Milak Radenko_l’agence a Paris 
Gao Xingjian_galerie Claude Bernard 
Fung Raymond_Bosco Hong
Parmi les solo shows de grande qualité, outre ceux déjà signalés, j’ai relevé le travail de Milak Radenko, pavillon bosniaque de la dernière biennale de Venise, à l’agence à Paris. Des œuvres d’une grande densité, aquarelles abondamment pigmentées de noir, travaillant une mémoire violente et sombre tout en se nourrissant d’histoire de l’art (une grande pièce s’inspire de Brueghel, d’autres relèvent de la série « University of disaster). Gao Xingjian investit avec maestria le stand de la galerie Claude Bernard d’œuvres sombres et intenses, où l’homme semble se perdre dans une nature sublime, brumeuse, solitaire, minuscule au bord d’un « ravin ». Li Chevalier présente une série de toiles (Raibaudi Wang gallery) témoignant de sa quête très personnelle -et quelque peu à rebours de tout un pan, pop, de l’art contemporain chinois- d’une esthétique orientale faite d’épure, revisitant la tradition de l’encre. Les encres de l’architecte Raymond Fung investissent quant à elles Bosco Hong, autre relecture de la tradition picturale chinoise. Enfin, on ne peut guère esquiver l’étonnant solo show d’Isabelle Plat, galerie Mouchet, qui inscrit la peinture dans des vêtements ouverts -sculptures d’usage- et comme appelant à être investis par un corps. Malgré la teinte d’humour et de légèreté qui perce dans ses œuvres, elles recèlent généralement un message politique et féministe.

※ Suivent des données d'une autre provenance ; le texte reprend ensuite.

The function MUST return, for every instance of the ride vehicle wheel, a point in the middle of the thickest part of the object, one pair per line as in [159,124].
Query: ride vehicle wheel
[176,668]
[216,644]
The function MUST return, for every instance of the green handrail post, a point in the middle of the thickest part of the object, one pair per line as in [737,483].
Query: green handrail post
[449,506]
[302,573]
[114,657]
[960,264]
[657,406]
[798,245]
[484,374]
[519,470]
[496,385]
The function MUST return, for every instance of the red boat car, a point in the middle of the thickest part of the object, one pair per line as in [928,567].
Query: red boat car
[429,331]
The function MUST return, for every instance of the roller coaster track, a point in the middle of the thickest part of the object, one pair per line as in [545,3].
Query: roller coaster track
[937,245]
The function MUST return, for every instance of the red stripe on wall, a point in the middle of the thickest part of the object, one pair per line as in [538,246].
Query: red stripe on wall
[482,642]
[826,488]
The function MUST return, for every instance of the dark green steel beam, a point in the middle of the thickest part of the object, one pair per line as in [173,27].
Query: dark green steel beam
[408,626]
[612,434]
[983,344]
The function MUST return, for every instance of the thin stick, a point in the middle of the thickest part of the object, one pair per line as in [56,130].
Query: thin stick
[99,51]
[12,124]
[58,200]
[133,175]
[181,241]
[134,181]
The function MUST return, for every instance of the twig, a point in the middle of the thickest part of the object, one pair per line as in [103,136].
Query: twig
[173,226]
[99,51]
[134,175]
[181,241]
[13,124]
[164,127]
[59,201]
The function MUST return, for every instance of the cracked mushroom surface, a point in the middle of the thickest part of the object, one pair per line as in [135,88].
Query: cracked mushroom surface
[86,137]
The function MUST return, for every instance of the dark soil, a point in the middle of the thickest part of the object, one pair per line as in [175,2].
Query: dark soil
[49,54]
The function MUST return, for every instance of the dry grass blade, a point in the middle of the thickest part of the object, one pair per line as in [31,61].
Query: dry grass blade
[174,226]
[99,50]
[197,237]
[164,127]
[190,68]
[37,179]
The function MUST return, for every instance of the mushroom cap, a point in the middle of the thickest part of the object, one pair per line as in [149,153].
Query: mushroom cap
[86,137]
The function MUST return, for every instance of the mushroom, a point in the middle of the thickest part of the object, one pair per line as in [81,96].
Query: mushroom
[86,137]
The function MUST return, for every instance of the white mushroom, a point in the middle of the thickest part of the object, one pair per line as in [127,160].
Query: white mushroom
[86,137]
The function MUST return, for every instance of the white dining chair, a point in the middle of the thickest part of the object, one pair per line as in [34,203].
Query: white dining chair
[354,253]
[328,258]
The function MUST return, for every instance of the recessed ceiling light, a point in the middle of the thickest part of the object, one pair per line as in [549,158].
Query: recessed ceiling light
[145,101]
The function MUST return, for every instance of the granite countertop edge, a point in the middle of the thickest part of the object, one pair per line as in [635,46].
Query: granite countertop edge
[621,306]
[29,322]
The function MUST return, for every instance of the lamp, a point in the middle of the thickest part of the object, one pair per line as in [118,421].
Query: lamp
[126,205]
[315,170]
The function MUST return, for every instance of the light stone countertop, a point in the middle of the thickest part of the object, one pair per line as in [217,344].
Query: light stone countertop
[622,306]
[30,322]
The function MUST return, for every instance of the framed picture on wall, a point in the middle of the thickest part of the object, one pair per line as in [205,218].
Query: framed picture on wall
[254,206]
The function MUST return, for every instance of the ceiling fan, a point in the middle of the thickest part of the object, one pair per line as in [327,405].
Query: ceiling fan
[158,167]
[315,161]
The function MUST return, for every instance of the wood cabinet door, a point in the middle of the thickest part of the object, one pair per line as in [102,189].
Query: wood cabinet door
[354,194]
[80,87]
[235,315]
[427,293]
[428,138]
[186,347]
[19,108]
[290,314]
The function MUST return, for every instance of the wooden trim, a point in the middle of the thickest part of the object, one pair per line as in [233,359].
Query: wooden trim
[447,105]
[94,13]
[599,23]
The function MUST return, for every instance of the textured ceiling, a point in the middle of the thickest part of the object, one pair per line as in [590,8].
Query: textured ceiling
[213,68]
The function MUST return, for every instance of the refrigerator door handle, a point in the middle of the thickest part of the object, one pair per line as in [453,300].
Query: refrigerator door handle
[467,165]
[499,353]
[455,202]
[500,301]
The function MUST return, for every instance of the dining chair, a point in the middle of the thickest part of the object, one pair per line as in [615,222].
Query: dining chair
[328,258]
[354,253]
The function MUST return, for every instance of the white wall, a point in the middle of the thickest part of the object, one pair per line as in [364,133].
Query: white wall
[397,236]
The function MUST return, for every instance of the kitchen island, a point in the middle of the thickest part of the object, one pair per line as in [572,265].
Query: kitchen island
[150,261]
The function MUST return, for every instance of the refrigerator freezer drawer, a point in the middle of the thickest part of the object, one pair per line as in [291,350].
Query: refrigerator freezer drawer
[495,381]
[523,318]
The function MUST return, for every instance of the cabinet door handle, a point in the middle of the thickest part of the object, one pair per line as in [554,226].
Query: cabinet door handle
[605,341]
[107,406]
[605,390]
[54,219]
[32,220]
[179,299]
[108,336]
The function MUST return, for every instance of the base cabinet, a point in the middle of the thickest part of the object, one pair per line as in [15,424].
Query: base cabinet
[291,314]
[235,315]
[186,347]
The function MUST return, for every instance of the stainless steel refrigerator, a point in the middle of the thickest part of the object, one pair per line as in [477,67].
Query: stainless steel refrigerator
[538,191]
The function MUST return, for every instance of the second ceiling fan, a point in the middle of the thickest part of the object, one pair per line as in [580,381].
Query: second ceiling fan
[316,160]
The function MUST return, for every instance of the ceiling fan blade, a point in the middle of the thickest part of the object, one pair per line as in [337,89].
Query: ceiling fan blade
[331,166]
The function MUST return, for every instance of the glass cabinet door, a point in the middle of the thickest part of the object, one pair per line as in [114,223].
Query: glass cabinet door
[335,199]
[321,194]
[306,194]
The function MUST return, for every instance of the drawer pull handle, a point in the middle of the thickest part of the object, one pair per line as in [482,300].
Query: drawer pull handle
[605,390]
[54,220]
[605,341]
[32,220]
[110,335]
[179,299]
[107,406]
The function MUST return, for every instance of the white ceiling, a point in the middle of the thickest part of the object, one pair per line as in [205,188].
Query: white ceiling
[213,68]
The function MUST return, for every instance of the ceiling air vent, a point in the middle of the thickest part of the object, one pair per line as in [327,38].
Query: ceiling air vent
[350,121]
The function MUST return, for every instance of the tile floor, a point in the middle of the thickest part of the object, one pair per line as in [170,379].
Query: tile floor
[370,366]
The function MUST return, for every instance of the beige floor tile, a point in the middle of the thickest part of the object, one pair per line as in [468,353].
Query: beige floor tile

A noter par ailleurs la présence de jeunes artistes issues des beaux-arts telles que la sculpteur India Leire et son biomorphisme végétal ou animal, LN galerie ou Christelle Tea et ses dessins attentifs. Ou encore un magnifique Soulages (Opera Gallery) et quelques propositions stimulantes ça et là telles que les œuvres tout à la fois simples et complexes d’Antonello Viola, nées d’un processus d’accumulation de strates et d’effacement, qui sondent notre rapport à l’espace et offrent une relecture du monochrome.